– Исключено! Никаких допросов!
   – Доктор, мне позарез!
   Тот непреклонен.
   – Идея: допроса не будет! Представьте меня как вра­ча. Светило психиатрии проездом из Москвы в Париж, а?
   Томин упарился, пока переупрямил его и получил халат. Врач появился в сопровождении невзрачного му­жичка, тонкого в кости, с оттопыренными ушами. Он был бы комичен, если б не потерянные, тоскливые собачьи глаза.
   Кого только Томин не перешерстил, рыская по стра­не за Федотовым. Его не оказалось среди погибших, подобранных «скорой помощью», задержанных милици­ей. По условию можно бы поставить точку. Но на беду Томина занесло в Курск и, чая дополнительных подроб­ностей, он навестил Варвару Дмитриевну. Каким-то об­разом пережитое в Москве разочарование не погубило в ней надежду. Напротив – она горела и светилась, как свечечка, и все твердила: «Вот Петя сыщется». Ну и двинул Томин кружить по городам и весям, ругая себя за впечатлительность.
   Вдруг да этот?
   – Мой коллега, – сказал врач. – Большой специа­лист м-м… в своей области.
   – Как мы себя чувствуем? – осведомился коллега, копируя врачебную ласковость.
   – Ничего…
   – Головные боли не беспокоят? Спим спокойно?
   – Как когда.
   – Понятно. Пожалуйста, закройте глаза, протяните руки, пальцы раздвиньте. Так. Закатайте рукава рубашки.
   Родимое пятно у локтя!
   – Отлично. Улыбнитесь, не разжимая зубов. Шире, пожалуйста. Превосходно.
   Эврика!! Ну, Паша, с тебя причитается!
   – Еще раз, как вы спите? Просыпаетесь по ночам? Отчего?
   – Чего-то вдруг вздрогнешь, сердце заколотится…
   – Видите сны?
   – Бывает.
   – Расскажите, это очень важно.
   – Больницу вижу, врачей. А то какие-то поля, дороги. Будто я маленький и босиком иду.
   – С вами кто-нибудь рядом? Может быть, мать?
   – Не-е…
   – Тогда откуда ощущение, что вы ребенок?
   – А… Ну… – он беспомощно пожевал губами и на­шел нужное слово: – Земля близко!
   Верно, это детство. Как бы нащупать еще что-то в памяти человека?
   – Вы смотрите здесь телевизор? Читаете?
   – Телевизор. Нам разрешают.
   – Что-нибудь казалось вам порой знакомым, как-нибудь волновало?
   – Ну… что… «Волга-Волга» – смешное кино…
   Томин положил ему на ладонь фотографию Лепко. Пустой номер, ни малейшей реакции. Да, он начисто позабыл все, что было до больницы.

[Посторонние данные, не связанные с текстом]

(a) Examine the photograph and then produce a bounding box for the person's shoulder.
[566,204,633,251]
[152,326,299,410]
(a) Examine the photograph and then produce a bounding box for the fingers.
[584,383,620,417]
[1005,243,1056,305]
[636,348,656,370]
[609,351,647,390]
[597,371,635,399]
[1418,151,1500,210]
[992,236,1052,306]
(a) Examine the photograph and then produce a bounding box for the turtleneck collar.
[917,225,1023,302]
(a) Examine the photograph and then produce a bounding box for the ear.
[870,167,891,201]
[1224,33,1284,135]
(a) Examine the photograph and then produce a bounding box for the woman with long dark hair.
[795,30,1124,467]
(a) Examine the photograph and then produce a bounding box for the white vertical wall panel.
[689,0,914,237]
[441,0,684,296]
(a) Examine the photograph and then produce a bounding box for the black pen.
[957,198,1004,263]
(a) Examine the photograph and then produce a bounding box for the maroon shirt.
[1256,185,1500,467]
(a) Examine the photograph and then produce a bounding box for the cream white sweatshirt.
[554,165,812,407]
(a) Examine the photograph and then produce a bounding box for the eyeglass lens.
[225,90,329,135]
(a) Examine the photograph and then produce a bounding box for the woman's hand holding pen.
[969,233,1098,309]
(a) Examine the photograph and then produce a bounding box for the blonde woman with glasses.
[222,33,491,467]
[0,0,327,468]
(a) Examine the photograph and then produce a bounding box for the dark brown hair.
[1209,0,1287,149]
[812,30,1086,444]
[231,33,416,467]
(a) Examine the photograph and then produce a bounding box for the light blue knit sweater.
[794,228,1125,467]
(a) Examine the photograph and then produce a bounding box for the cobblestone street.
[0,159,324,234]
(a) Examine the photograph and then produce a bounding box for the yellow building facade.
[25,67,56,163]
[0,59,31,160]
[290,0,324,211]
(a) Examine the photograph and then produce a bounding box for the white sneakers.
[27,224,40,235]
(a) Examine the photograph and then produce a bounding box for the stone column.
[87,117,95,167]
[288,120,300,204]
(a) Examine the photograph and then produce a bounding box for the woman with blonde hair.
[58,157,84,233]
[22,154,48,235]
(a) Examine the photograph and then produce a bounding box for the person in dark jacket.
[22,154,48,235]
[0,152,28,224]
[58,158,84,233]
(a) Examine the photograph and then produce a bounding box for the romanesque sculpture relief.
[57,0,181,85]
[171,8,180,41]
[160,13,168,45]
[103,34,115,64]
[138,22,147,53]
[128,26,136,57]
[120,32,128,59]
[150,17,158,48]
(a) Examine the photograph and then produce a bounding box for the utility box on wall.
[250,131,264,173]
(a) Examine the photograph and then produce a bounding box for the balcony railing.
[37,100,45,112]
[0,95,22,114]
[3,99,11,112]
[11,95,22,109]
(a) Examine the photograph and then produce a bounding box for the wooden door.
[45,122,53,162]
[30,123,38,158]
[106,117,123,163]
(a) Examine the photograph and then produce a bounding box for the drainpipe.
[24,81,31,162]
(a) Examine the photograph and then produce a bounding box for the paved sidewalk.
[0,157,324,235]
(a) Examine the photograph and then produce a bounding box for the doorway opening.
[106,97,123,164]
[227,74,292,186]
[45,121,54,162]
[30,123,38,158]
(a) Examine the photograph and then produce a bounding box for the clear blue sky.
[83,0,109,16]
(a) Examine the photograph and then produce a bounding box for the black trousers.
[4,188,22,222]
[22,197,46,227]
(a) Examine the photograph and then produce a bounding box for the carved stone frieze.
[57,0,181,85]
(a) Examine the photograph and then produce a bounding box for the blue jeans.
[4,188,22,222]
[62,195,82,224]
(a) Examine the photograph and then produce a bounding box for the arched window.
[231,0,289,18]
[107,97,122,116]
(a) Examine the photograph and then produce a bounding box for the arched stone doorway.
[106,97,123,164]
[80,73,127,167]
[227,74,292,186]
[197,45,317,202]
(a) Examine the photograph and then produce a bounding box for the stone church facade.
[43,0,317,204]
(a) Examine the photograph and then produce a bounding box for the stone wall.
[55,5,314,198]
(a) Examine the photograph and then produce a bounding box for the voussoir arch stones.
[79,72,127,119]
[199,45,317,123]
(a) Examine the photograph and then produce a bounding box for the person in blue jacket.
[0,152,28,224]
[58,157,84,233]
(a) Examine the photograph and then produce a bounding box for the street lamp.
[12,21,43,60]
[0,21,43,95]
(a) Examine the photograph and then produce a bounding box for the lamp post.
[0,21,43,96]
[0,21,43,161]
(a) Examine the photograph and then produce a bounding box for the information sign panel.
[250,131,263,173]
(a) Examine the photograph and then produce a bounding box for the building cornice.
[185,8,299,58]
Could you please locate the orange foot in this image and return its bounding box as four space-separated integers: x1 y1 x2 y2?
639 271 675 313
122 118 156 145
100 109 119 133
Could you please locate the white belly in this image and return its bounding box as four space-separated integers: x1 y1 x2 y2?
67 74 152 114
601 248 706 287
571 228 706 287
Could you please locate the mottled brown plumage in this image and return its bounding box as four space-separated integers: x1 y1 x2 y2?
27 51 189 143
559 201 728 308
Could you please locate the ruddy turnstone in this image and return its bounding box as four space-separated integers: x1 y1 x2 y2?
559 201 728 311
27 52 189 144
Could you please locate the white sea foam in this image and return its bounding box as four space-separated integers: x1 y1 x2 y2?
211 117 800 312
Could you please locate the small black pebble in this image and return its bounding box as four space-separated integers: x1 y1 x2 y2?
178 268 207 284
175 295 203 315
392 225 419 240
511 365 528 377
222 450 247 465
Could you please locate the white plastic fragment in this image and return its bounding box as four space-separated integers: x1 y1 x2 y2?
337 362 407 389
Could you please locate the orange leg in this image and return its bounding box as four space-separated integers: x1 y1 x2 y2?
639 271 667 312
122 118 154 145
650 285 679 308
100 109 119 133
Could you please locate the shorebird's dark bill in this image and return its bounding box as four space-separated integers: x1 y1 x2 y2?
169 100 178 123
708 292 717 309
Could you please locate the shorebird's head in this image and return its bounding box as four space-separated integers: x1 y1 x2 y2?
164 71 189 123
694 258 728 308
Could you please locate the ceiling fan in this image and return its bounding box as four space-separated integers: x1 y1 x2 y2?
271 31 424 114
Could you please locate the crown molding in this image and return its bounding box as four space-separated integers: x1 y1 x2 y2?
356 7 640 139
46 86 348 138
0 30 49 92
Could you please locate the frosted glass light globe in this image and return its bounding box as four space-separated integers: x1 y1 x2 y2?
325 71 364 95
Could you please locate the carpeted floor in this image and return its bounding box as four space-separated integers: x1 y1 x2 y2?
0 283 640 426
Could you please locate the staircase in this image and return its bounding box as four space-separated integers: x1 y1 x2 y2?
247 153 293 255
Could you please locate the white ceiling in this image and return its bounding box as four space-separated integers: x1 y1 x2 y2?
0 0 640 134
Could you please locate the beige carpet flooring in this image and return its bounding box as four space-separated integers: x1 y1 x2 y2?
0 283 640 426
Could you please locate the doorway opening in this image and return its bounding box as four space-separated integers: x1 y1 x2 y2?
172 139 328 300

   Томин разочарованно покосился на врача. Тот взял пациента за локоть и передал кому-то за дверью.
   – Итак?
   – Федотов Петр Сергеевич, 1923 года рождения.
   Врач записал.
   – Есть у него родные?
   – Мать. – Томин снял халат. – Я вам очень призна­телен, доктор. Во мне погиб психиатр, нет?
   – Кем был Федотов?
   – Хорошо, вам не удалось вернуть ему профессио­нальные навыки. Он бы что-нибудь спер и задал деру.
   – Вот как?.. Для меня он пациент. Мать может взять его?
   – Она слепая беспомощная старушка.
   – Вы понимаете, если вернуть его… Где он вырос?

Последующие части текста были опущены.